⑤ API boundary (public package vs internal package)

What it is

QCL clearly distinguishes public API packages (depend-able by developers, stable) from internal packages (implementation details, no stability guarantee), and draws the boundary via apiJar.

Why

  • A platform library is depended upon by many plugins, so it must commit to "which parts you can use, which you mustn't touch."
  • The public API is stable while internal packages can be refactored freely, protecting upstream/downstream compatibility.

How it shows up

The API boundary section of /qcl status reports:

  • Public API count
  • apiJar package count
  • Internal package count

👨‍💻 Developers should depend only on public packages. See API Overview for details.
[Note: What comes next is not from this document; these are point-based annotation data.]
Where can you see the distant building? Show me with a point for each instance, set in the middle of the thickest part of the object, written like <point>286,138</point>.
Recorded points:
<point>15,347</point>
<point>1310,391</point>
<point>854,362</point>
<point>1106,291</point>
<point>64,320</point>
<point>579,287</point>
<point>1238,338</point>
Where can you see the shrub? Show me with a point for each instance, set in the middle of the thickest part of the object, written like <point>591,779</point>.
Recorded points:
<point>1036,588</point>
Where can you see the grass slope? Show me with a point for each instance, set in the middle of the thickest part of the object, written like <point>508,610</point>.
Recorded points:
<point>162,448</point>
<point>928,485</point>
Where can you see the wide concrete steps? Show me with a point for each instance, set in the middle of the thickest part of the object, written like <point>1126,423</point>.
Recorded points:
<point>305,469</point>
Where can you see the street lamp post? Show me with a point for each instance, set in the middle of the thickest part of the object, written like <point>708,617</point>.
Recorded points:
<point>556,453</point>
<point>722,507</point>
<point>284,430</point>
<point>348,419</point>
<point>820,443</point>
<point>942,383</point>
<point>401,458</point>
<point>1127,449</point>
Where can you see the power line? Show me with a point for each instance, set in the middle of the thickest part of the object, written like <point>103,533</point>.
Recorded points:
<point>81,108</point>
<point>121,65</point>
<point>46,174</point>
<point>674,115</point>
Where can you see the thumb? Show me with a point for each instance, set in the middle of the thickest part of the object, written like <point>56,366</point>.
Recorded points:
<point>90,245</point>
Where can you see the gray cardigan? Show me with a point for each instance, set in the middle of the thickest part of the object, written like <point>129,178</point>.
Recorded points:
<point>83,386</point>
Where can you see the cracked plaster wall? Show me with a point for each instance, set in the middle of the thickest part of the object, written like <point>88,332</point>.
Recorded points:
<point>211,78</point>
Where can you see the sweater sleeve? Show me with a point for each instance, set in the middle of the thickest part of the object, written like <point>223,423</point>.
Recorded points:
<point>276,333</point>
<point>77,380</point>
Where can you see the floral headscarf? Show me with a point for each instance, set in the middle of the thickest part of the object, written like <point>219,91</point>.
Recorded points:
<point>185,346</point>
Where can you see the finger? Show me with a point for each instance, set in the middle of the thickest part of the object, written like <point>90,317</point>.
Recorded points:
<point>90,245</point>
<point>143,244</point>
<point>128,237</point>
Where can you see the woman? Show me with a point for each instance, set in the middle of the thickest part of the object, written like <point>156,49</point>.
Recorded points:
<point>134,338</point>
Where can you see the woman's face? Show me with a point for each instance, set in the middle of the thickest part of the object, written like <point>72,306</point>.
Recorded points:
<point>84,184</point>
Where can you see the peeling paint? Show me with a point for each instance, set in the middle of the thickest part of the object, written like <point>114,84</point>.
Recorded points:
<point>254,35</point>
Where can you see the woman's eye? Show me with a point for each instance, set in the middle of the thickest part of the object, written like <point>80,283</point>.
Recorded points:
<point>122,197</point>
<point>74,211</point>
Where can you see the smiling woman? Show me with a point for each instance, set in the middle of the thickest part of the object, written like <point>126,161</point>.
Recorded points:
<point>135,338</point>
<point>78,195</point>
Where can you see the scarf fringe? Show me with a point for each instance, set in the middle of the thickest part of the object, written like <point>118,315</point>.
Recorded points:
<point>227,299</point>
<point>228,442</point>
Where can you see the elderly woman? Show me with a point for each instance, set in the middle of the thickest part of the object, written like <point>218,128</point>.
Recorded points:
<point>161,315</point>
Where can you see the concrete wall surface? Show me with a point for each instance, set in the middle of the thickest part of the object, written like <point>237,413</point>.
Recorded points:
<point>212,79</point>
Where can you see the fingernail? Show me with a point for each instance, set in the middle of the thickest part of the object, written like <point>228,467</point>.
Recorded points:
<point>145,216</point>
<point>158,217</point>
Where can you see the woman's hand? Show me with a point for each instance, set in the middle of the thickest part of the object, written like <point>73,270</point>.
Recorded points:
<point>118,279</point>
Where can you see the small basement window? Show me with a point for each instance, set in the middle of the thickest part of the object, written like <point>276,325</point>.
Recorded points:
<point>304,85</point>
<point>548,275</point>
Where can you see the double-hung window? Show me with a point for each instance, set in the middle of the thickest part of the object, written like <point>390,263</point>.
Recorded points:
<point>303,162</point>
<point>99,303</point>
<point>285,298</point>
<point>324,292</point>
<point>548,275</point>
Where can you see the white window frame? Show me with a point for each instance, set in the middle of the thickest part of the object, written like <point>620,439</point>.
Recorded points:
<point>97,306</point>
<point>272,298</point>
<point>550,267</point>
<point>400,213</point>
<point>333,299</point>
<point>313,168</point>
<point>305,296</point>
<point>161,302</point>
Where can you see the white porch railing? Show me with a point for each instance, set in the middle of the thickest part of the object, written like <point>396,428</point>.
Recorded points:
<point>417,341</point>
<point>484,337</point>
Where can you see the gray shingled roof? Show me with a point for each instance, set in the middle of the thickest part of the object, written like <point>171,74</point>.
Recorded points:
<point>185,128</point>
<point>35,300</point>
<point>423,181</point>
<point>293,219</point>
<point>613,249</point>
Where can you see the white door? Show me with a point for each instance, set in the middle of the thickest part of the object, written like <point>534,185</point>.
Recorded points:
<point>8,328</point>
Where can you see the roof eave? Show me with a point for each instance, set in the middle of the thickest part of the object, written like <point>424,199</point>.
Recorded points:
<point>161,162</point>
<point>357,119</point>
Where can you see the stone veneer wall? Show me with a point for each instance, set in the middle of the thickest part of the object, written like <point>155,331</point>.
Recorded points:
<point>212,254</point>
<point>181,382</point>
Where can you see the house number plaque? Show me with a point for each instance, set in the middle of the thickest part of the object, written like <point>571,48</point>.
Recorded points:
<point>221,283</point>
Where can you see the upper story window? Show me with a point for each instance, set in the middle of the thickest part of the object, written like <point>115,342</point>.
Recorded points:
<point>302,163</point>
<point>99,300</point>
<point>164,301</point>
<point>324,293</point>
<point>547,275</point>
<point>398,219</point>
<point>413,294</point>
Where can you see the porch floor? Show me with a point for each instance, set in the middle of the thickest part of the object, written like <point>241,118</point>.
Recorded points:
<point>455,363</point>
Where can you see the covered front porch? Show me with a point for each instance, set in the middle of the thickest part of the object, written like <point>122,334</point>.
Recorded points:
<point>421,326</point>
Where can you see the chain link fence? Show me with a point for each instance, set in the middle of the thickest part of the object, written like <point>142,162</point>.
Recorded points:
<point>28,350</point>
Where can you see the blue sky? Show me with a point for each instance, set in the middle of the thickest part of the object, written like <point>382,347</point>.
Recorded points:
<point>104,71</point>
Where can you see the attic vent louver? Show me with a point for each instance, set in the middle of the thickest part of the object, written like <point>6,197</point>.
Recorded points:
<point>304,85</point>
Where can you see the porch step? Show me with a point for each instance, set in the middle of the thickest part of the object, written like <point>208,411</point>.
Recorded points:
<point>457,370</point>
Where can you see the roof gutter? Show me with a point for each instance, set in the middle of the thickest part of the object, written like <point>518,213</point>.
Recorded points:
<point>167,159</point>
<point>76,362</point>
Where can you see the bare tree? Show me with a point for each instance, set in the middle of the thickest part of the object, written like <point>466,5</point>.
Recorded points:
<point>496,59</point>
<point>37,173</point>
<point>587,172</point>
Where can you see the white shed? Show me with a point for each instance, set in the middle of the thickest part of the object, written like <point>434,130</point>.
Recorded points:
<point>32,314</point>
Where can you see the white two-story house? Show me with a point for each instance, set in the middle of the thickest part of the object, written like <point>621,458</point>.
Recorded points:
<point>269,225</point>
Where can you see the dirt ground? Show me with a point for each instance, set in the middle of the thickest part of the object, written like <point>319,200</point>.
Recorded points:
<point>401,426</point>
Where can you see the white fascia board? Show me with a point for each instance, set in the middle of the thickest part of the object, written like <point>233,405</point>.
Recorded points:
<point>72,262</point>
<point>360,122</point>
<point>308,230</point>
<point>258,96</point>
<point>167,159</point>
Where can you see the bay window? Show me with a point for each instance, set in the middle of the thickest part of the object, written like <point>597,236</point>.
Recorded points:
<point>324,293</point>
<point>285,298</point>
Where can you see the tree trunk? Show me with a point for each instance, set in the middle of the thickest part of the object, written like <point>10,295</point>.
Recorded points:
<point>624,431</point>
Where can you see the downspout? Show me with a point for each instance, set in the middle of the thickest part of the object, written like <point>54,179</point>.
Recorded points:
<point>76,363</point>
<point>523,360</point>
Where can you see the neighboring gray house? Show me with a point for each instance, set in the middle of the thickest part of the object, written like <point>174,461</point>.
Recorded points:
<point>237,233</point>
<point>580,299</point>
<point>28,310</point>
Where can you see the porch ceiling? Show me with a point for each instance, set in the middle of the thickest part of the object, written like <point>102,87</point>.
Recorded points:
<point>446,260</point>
⏱️ Startup lifecycle timeline (onEnable)

Stringing the above concepts together gives you QCL's startup flow:

OrderStageDescription
1ServerCompat.validateServerValidates Java≥25, MC≥1.21.11; disables the plugin if requirements aren't met
2StartupReporter.resetResets the startup report
3saveDefaultConfigWrites out the default config.yml
4EconomyBridge.init + QinhScriptBridge.initInitializes the economy bridge and script bridge
5Register the /qcl commandCreated and registered with the Cloud command framework
6CustomGuiManager.initLoads all GUIs under guis/
7Module loadingCoreModules.registerAll registers the 22 modules, loadAll() runs load()→enable() in ascending priority order
8Delay 1 tickItemSourceBootstrap.reportAvailable + ItemManagerBootstrap.reloadExternalModules (loads Groovy external item modules) + StartupReporter.printSummary (prints the startup summary)

Shutdown (onDisable): moduleManager.unloadAll() runs disable()→unload() in reverse.